A la vuelta de Roma se encontró Ireneo, consagrado obispo de Lyon a sus cuarenta años, con unas perspectivas difíciles; hizo renacer de las cenizas a la Iglesia de Lyon, los cristianos eran cada vez más, y el obispo tenía que hacerlo todo. A la labor de expansión de la fe había que sumar la instrucción de los catecúmenos, el cuidado de los bautizados, la celebración de la Eucaristía, la recepción de los pecadores, la atención pastoral a los que habían apostatado de la fe por miedo en el tiempo de persecución, y la administración de los demás misterios cristianos. Y todo ello era preciso hacerlo en un radio de acción muy extenso, porque los presbíteros aún no se habían hecho cargo de las pequeñas comunidades.
Pero el cuidado pastoral incluía también la defensa de la pureza de la fe tal y como se recibió de los primeros que estuvieron con Jesús. Habían nacido las herejías; en su época, el gnosticismo con todas sus variantes que tenían un tema común: explicar el origen del mal a partir de un principio casi divino. Querían hacer del cristianismo un patrimonio selecto de iniciados que intentaban un conocimiento más razonable de la fe. Ireneo tuvo que descubrirlos y desenmascarar su error con todo tipo de razonamientos y con el recurso a lo recibido por tradición de la fe, resaltando en último término el recurso a la Iglesia de Roma, «la más grande, la más antigua, la de todos conocida», y a la comunión con su misma fe, ya que todas las demás que existen en el mundo «han recibido de ella la tradición apostólica», siendo «la principal de todas las iglesias por haber tenido la dignidad de haber sido fundada por los gloriosos Apóstoles Pedro y Pablo».
Fruto de esta lucha intelectual, mezcla de filosofía, teología e historia, con la ayuda de los Escritos Santos, dejó su obra conocida con el título Adversus haereses –el completo es «manifestación y refutación de la falsa gnosis»–, y otra más, llamada Demostración de la verdad apostólica.
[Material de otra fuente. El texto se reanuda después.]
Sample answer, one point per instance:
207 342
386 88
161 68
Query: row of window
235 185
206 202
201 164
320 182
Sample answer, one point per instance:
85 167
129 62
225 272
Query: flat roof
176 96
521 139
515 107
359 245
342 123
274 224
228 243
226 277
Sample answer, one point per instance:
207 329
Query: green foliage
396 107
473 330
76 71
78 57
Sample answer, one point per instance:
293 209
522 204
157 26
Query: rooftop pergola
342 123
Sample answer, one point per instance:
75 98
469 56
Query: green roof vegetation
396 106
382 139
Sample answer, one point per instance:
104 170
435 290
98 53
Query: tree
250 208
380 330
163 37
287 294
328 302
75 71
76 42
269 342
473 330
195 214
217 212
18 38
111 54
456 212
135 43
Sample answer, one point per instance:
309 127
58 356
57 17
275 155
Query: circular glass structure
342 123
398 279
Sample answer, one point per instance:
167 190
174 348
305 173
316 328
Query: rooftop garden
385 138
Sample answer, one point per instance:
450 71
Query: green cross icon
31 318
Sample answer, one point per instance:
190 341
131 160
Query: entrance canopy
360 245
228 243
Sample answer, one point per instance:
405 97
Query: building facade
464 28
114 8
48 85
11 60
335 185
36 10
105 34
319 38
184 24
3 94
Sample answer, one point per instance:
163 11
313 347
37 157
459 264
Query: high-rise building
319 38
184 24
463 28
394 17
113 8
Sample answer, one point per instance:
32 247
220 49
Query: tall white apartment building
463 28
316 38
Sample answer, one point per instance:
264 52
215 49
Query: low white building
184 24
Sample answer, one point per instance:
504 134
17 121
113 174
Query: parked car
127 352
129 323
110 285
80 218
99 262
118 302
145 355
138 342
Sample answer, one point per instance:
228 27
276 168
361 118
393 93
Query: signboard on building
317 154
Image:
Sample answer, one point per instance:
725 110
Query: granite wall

De ellas se pueden sacar verdaderos monumentos de enseñanza y de piedad cristiana, expresados con términos tan exactos y ya tan acuñados que los emplea hoy la teología con el mismo sentido, siendo exponentes clarísimos de la tradición misma recibida de los Apóstoles. Por mostrar un ejemplo, Ireneo es el primero en aplicar el título causa salutis –causa de nuestra salvación– a la Virgen María.
Hizo honor a su nombre griego –Ireneo significa ‘el que da la paz’– cuando intervino ante al papa Víctor, que estaba dispuesto a excomulgar a las iglesias orientales por no ceder en la cuestión de la fecha en que debía celebrarse la Pascua, haciéndole ver que esa era una cuestión accidental frente a la esencial que consistía en la posesión de la misma fe. ¡Y lo mejor fue que el papa Víctor le hizo caso!
Su vida terminó en los comienzos del siglo III. No sabemos cómo, dónde ni cuándo, pero la transmisión de que fue martirizado ha sido muy escuchada. En el caso de que muriera mártir, debió de ser en la persecución de Septimio Severo, muy al comienzo del siglo III.